Я поднялся с пушки и пошел со Стасом. И с этой минуты мы стали неразлучны. Пат и Паташон. Отныне мы каждый день вместе тралили Суворовский, и я откровенно гордился, что всюду появляюсь с этим удальцом и щеголем, которого хотели все. Его останавливали матросы, советуясь по каждому пустяку, предлагая на суд Швачко свои дурацкие споры. Возле него дежурили бессарабские девчонки, зазывая в «шестигранник» – городскую танцевальную веранду. Его тащили на свою халяву в «Голубой Дунай» пришедшие с рейса моряки, но нас ждали в другом ресторане, где тоже были счастливы его угостить. Мы шли в битком набитый «Прибой», и ему тут же находили  место за столом, но Стас требовал два, и тут же находилось второе – для меня. А из «Прибоя» шли на судно в гости к капитану, у которого Швачко плавал простым матросом, и тот вел нас в свою каюту, угощал ямайским ромом и красной икрой…

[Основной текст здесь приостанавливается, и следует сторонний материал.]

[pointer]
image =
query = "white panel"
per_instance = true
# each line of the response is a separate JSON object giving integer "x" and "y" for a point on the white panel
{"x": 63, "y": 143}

Стас не говорил, где ночует, но, как правило, часов в десять вечера прощался и уходил в свою ночную тайну. Думаю, я был из немногих в Измаиле, кто понял, в чем главная загадка этого неуловимого человека, так притягивавшего к себе людей. Он был подобен гриновскому  Битт-Бою: о нем знали все - и не знали ничего.

Но Стас Швачко не был бы тем, каким его видели все, если бы, уходя, не подумал и о моем ночлеге. Он дал мне ключ от раздевалки в портовом спортклубе, где участвовал аж в трех сборных плавсостава и капитанил у баскетболистов, куда зачислил и меня, выдав вместе с ключом от раздевалки талоны на питание. Простившись с ним, я шел в спортклуб, в раздевалку, где спал, как король, на горе матрацев, соображая сквозь сон, что Стас - вовсе не Стас, а мой ангел-хранитель.

Накануне первого апреля сюда я привел и Котика, и утром мы двинули в Килью: я на обед с капитанами Перегона, Котик на свадьбу к однокашнику по шкиперской школе.

Стол, представший моим глазам в кают-компании «Хабаровска», потрясал воображение. С одной стороны - чудо изобилия для давно уже не евшего впрок бича, с другой - чудо искусства, эстетики, вернисаж живых натюрмортов, цветущих и сверкающих в огне свечей и салюта шампанского. От края до края широченного стола, обложенная по сочащимся бокам приправами всех цветов радуги, раскинувшая на своей могучей спине изумрудные сады заморских трав, лежала двухметровая белуга.

Капитан флагмана, которого здесь все запросто величали «адмиралом», поднял тост за Николая Угодника, покровителя мореплавателей, в надежде на то, что Святой не покинет наши суда, когда мы с морей перейдем на реки. А затем Пилинский, который, конечно, был тут как тут, обратил внимание собратьев на гостя, пожелавшего испытать себя, переплыв с волн радиоэфира, по которым его носило до сих пор, на волны, которые не только носят, но порой и топят. Эта зловещая фраза вызвала у капитанов настоящее ликование, и все полезли чокаться со мной, хохоча и клятвенно обещая, что вернут меня на мои родные волны в целости и сохранности. Я пил почти со всеми, мешая шампанское с коньяком, ром с водкой, шотландское виски с каберне… Я отвечал тостами на тосты, хвастаясь своими подвигами на Баренцевом море, после которого мне, якобы, уже не страшны никакие моря и океаны. Я обещал вести судовой журнал и "утопить", то бишь увековечить моих новых друзей и начальников в волнах моего радио.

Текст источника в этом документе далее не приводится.